Context: Self-hosted setup

The reverse-proxy now allows restricting access to the exposed services by network CIDR (and I have explicitly defined a CIDR for the Netbird network). If I restrict the access by this method to the Netbird CIDR, is this a safe and secure setup in the form, that nobody outside the Netbird network is allowed to access the service.

(See other topic, where I wanted to use the SSH/Certificate features of the reverse-proxy without actually exposing services to the internet, only to members of the Netbird VPN).

I asked the KI and the answer was “yes”, with the restriction that networks I connect to (mainly cable provider network) must not use the same IP range. Also, possibly Header-Spoofing could be a theoretical problem (X-Forwarded-For, X-Real-IP).

IMHO, both should not be a problem in the principle and my concrete setup.

However, I do not trust KI regarding the security of my network, so a human judgment would be helpful, too.

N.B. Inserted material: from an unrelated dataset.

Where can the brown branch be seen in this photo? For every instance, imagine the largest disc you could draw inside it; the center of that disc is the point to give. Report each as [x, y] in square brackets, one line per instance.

I’m not a security specialist to do actual pentest or similar, after setup.

Also, are the general Netbird policies I have defined regarding access from/to internal infrastructure element still active in this setup?

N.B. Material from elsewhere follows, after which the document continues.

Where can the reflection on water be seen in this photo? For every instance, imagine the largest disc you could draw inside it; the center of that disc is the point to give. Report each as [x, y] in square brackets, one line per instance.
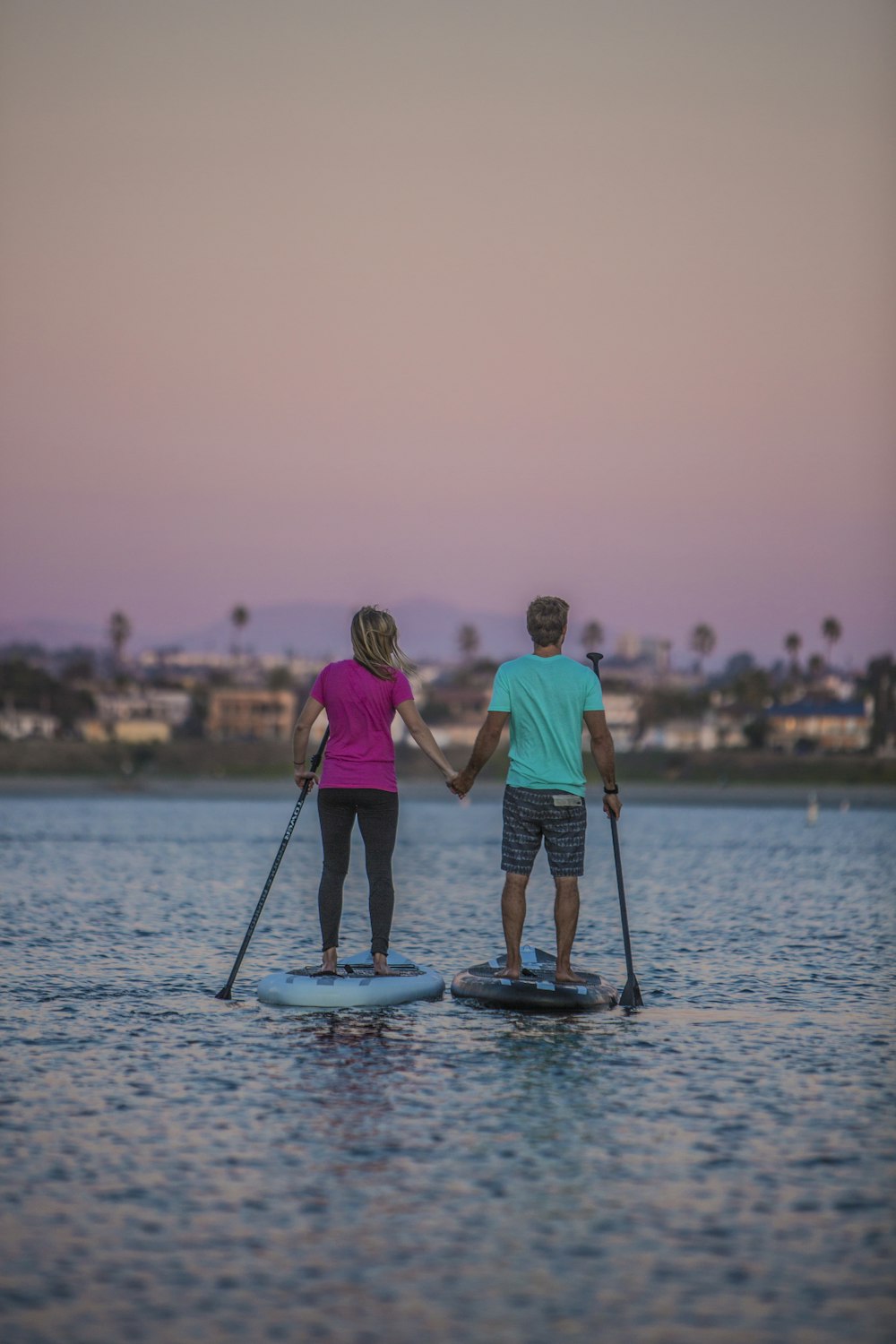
[715, 1168]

I would also like to know, if it is possible to expose services like

• immich.mydomain.com
• jellyfin.mydoain.com
• audiobookshelf.mydomain.com

only to the clients in my BirdNet. Is this somehow possible?

You could use DNS:

image1495×167 12.4 KB

And point whatever domain to the NetBird IP address and then expose the service to ONLY the NetBird/GCNat subnet (100.64.0.0/10) to only allow people on NetBird to access your service(s) directly. (This is what I do, but with a DNS server on the same local net)

This is a solution, if I just want a (custom) domain name. I can device a zone for this an assign hostnames to the zone for IPs.

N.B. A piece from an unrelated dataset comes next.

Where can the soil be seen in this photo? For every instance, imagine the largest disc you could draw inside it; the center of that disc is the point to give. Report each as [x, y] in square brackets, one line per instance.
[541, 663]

However I want the SSL certificates of the proxy functionality for the services, too.

That’s maybe possible, but the proxy can’t handle that directly. It’s a case of chicken and egg. Mostly because of who has to get the certificate first, and then how it gets layered down to the actual service.

My solution for this is to have an reverse proxy with nginx proxy manager, with NPM. I use the cloudflare method (dns) of getting a wildcard certificate for *.home.domain.com and I use that specific wildcard to have an internal only wildcard. The proxy is for exposing services outside, npm for inside.